Complex energy systems that support global urbanization tendencies play an important role in the definition, implementation, and evaluation of future smart cities. Within the built environment, making use of modern technologies in the areas of sensing, computing, communication, and control leads to improving the operations of various systems and the well-being of its inhabitants. Of particular relevance is the reliable, clean, and cost-effective energy-supply electrical grid, thereby catering to ever-increasing urban needs. The main target of our work is developing improved models for load forecasting of medium and large commercial buildings that act in a determining role as consumers, prosumers, or balancing entities for grid stability. Statistical-learning algorithms, such as classical and deep neural networks, represent a prime example. The back-box model, achieved thorough such techniques, has proven able to accurately model underlying patterns and trends driving energy consumption that can be used to forecast load profiles and improve high-level control strategies. In such a way, significant economic, through cost savings, and environmental, through limited use of scarce energy resources, benefits can be achieved.
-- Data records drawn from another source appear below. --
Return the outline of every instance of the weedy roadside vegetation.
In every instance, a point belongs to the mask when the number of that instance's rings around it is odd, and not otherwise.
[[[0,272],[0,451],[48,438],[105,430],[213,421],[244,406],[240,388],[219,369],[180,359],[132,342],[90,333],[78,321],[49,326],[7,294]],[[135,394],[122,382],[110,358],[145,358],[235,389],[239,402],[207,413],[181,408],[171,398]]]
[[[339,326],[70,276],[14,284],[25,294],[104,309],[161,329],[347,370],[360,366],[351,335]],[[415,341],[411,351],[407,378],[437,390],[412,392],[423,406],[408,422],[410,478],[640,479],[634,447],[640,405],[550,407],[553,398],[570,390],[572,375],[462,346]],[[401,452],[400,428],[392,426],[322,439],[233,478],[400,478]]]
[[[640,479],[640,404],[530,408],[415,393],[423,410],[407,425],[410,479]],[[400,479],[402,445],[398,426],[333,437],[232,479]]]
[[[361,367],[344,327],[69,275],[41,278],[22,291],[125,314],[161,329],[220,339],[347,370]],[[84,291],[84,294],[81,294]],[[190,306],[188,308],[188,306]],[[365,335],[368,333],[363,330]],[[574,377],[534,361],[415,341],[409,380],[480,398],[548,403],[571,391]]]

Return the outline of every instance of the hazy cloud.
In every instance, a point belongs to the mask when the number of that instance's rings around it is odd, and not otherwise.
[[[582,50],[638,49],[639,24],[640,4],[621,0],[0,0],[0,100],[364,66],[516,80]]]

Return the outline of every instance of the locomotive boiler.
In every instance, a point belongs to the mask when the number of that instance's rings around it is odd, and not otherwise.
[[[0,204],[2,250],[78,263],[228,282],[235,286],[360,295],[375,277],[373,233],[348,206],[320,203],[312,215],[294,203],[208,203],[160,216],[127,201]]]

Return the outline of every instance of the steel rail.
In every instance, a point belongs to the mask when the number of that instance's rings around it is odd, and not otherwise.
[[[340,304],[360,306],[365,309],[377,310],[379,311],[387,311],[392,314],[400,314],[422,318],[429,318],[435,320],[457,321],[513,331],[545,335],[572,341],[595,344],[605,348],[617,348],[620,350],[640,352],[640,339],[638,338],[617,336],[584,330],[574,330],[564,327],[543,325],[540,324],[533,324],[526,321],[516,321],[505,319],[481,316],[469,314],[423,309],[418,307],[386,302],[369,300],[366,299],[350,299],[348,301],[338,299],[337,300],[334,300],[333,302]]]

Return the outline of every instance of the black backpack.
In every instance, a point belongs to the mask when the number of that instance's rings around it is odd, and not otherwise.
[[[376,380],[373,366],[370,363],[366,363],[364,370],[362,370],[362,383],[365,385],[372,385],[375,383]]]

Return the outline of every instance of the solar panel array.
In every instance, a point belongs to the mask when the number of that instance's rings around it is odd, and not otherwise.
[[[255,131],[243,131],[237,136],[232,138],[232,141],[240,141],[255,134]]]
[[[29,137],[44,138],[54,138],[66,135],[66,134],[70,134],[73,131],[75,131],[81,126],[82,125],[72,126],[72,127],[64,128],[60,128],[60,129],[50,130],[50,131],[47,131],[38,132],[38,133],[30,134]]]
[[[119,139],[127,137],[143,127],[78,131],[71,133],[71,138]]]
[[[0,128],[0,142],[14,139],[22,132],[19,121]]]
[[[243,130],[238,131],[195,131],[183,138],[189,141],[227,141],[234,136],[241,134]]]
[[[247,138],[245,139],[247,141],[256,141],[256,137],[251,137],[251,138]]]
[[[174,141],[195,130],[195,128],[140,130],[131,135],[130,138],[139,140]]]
An often quoted figure in the scientific literature [1] places building energy use at almost 40% of primary energy use in many developed countries with an increasing trend. In modern buildings, a centralized software solution, often denoted as a Building Management System (BMS), collects all relevant data streams originating in building subsystems and provides means for intelligent algorithms to act based on processed data. Energy-relevant data, generated through heterogeneous instrumentation networks, are subsequently leveraged to control relevant energy parameters in daily operation. For an existing older building, new technology can be used to upgrade legacy devices, such as electrical meters, and integrate them into wired or wireless communication networks in a cost-effective manner. Finally, the resulting preprocessed energy-measurement time series serve as input for accurate models of energy prediction and control.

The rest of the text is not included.